Bombay Mirror: From secular to communal in three minutes
This is another short film by an Indian filmmaker Shlok Sharma and is as horrifying as it’s title. The film from the starting, establishes the relationship between a barber and his regular client who exchange pleasantries of their locality and daily life struggles with each other over their frequent few minute interactions. The director makes the religion of the two protagonists known by stereotyping the name and behavior associated with a religion. They both seem to be friends until a communal riot builds up in the background, outside the shop, which seemingly provokes the barber to take matters in his own hands. The director creates a nerve-wrenching moment, making the audience gasp in disbelief for what is about to come next, as the barber slits open the throat of a innocent defenseless man on an assumption of him becoming a threat to his community.
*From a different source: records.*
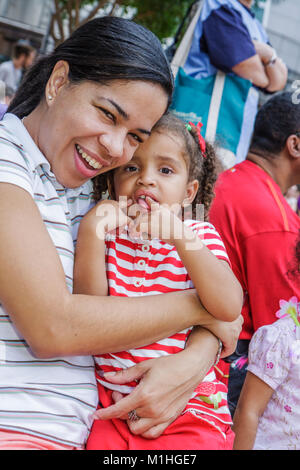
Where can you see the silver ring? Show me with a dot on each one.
(133, 416)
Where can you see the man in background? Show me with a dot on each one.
(12, 70)
(229, 38)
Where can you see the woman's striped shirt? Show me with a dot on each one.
(52, 398)
(137, 268)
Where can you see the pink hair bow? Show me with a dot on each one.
(200, 137)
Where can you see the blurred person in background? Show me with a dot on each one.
(22, 58)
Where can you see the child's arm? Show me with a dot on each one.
(253, 400)
(216, 285)
(89, 268)
(218, 289)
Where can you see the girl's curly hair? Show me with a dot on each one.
(204, 168)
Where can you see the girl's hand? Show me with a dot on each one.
(110, 215)
(160, 222)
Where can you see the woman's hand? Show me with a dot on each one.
(165, 386)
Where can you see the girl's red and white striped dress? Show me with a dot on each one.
(148, 267)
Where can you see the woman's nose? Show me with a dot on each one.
(114, 143)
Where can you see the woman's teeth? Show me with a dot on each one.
(91, 161)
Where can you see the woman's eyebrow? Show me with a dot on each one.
(124, 114)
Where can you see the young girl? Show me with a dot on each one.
(268, 411)
(155, 251)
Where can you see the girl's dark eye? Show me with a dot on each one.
(131, 168)
(136, 138)
(166, 171)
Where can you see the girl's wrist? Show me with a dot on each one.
(188, 240)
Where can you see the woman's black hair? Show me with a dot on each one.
(203, 167)
(276, 120)
(102, 50)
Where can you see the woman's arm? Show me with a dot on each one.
(166, 384)
(254, 398)
(56, 323)
(217, 287)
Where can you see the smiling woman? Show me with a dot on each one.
(79, 112)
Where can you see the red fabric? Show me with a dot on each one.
(259, 230)
(187, 432)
The hard-hitting twist in the end of the riots, turning out to be an act/set up for a film ridicules the notion of complying with an act of violence for the sake of upholding a set of ideas.
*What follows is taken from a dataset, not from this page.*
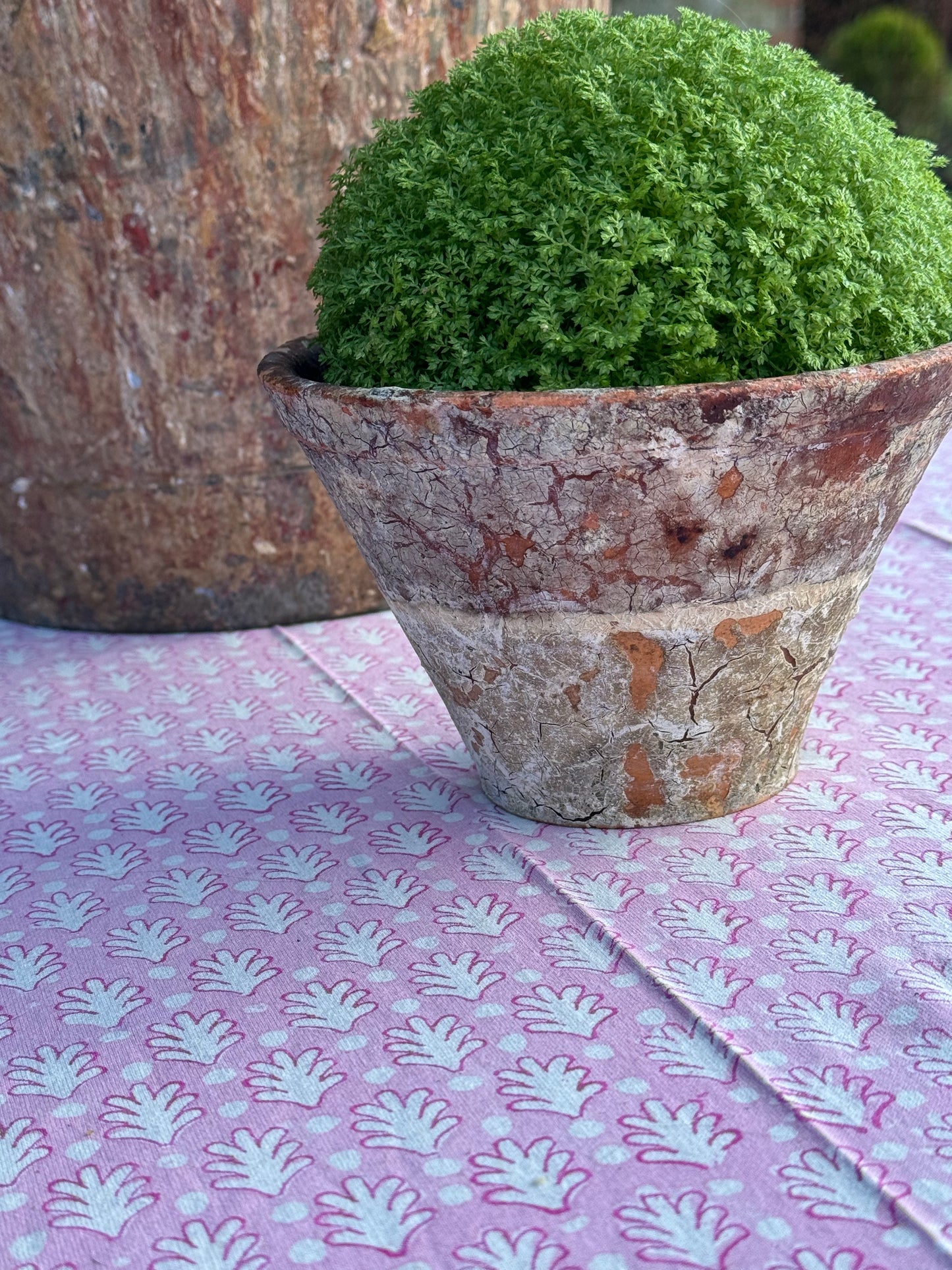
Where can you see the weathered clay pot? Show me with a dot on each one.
(626, 597)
The movie questions the unpredictability, the sudden change in the thinking of a human mind and the blind faith with which we are willing to follow a group just because they are in power. It breaks through the fraudulent layer of secularism, hitting on the hollow and callous nature of communalism.
It makes you want to investigate into the practice of stereotyping behavior and the constant false vindication of one’s belief protecting it from any change.